# MK4 - Losing brake fluid



## xxfmulder (Jun 6, 2001)

2001 GTI VR6
This past week, my "low brake fluid" warning light came on. I checked the reservoir, it was a little low. I added some DOT 4 fluid, and recapped the reservoir. 
A few day later, the light came on again. Sure enough, the fluid level was low. I added a little more fluid. 
Now the light is on again. I looked at every caliper and there are no obvious signs of leakage. Everywhere I could see under the reservoir looked clean and dry as well. There are no puddles forming under the car.
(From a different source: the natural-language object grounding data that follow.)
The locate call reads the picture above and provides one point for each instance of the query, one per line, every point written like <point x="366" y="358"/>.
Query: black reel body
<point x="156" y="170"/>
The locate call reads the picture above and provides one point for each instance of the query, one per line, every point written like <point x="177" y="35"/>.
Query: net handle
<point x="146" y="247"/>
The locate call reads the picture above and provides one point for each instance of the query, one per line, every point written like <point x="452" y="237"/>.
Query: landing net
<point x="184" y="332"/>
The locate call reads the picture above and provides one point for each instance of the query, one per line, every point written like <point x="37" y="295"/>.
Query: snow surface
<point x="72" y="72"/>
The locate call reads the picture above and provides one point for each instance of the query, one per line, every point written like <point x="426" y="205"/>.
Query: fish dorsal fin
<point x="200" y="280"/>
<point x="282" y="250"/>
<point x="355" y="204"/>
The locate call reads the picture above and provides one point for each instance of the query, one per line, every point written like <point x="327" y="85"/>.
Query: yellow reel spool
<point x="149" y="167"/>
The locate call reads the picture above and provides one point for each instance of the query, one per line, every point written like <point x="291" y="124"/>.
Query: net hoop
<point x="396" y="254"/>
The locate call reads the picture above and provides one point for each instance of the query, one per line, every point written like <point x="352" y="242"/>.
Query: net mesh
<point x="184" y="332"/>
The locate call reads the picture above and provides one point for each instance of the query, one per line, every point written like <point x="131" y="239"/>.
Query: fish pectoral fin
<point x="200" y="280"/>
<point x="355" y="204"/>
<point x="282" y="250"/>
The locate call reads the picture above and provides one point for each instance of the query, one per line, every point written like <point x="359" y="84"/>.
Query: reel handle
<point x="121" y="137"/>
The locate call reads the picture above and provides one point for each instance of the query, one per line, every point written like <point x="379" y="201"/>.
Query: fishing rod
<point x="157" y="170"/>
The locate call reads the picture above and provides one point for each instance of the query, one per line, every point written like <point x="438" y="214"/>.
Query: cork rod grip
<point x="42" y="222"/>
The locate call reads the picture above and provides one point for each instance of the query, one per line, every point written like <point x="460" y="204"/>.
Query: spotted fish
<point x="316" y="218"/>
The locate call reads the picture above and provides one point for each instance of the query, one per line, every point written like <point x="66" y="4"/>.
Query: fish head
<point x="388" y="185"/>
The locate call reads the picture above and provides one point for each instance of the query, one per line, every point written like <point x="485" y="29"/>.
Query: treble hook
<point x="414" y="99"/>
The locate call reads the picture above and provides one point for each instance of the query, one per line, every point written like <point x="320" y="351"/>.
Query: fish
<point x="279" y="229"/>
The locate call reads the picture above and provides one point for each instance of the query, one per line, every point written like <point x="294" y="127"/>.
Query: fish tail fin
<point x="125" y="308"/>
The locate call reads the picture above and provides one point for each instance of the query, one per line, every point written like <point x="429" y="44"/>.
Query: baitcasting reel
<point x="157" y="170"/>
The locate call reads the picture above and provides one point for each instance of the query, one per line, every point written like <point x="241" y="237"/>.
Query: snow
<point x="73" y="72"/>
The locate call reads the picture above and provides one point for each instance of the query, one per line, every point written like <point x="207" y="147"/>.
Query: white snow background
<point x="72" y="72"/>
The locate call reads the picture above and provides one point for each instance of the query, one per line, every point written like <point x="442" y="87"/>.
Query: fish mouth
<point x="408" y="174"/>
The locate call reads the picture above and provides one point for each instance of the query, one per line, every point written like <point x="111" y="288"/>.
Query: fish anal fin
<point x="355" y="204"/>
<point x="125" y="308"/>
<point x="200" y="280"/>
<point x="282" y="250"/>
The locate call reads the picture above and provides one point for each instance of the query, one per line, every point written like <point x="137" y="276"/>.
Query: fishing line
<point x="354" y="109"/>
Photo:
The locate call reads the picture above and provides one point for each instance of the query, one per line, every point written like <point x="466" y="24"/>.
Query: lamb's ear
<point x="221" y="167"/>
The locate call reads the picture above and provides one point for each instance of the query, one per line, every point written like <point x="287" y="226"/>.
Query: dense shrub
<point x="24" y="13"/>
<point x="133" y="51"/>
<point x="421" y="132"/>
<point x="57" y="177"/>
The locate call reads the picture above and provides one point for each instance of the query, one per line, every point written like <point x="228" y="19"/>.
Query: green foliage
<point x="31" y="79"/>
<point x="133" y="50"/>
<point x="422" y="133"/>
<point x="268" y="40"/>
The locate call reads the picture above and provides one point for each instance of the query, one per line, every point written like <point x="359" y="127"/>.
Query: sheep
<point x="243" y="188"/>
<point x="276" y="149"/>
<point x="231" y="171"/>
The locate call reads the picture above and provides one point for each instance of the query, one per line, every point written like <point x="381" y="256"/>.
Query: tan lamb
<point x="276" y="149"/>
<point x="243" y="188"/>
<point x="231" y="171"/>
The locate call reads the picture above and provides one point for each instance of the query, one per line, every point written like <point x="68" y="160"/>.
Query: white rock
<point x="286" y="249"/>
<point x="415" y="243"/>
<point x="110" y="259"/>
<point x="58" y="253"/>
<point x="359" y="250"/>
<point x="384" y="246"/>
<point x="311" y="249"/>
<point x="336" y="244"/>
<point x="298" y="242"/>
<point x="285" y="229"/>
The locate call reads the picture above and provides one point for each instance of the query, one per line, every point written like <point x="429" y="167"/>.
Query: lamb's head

Where the hell is the brake fluid going??
Is there some chamber in the brake booster that the master cylinder can fill if leaking?


----------



## Banditt007 (Oct 23, 2002)

*Re: MK4 - Losing brake fluid (xxfmulder)*

if the seal fails, where the master cylinders push rod goes into the brake booster...the brake boosters vacuum will suck the fluid out of the master and deposit it in the bottom of the brake booster. def follow each line from the master cylinder all the way to the caliper. if no leaks found this is most definitly where you are losing it from. turn the car off, and remove the vacuum line that attaches to the brake booster. look in there w/ a flash light...better yet stuff something in there line string or a coat hanger to get to the bottom of it, pull it out. everything in there should be bone dry. if its not that seal on the master clylinder went and you need a new master cylinder/rebuilt one. currently i am unaware of any master cylinder rebuild kits available.


----------



## xxfmulder (Jun 6, 2001)

*Re: MK4 - Losing brake fluid (Banditt007)*

Does the brake booster need to be replaced as well if it did get filled up with brake fluid?


----------



## Banditt007 (Oct 23, 2002)

*Re: MK4 - Losing brake fluid (xxfmulder)*

nope dosent need to be replaced. just syphon out the brake fluid that is collected in it.


----------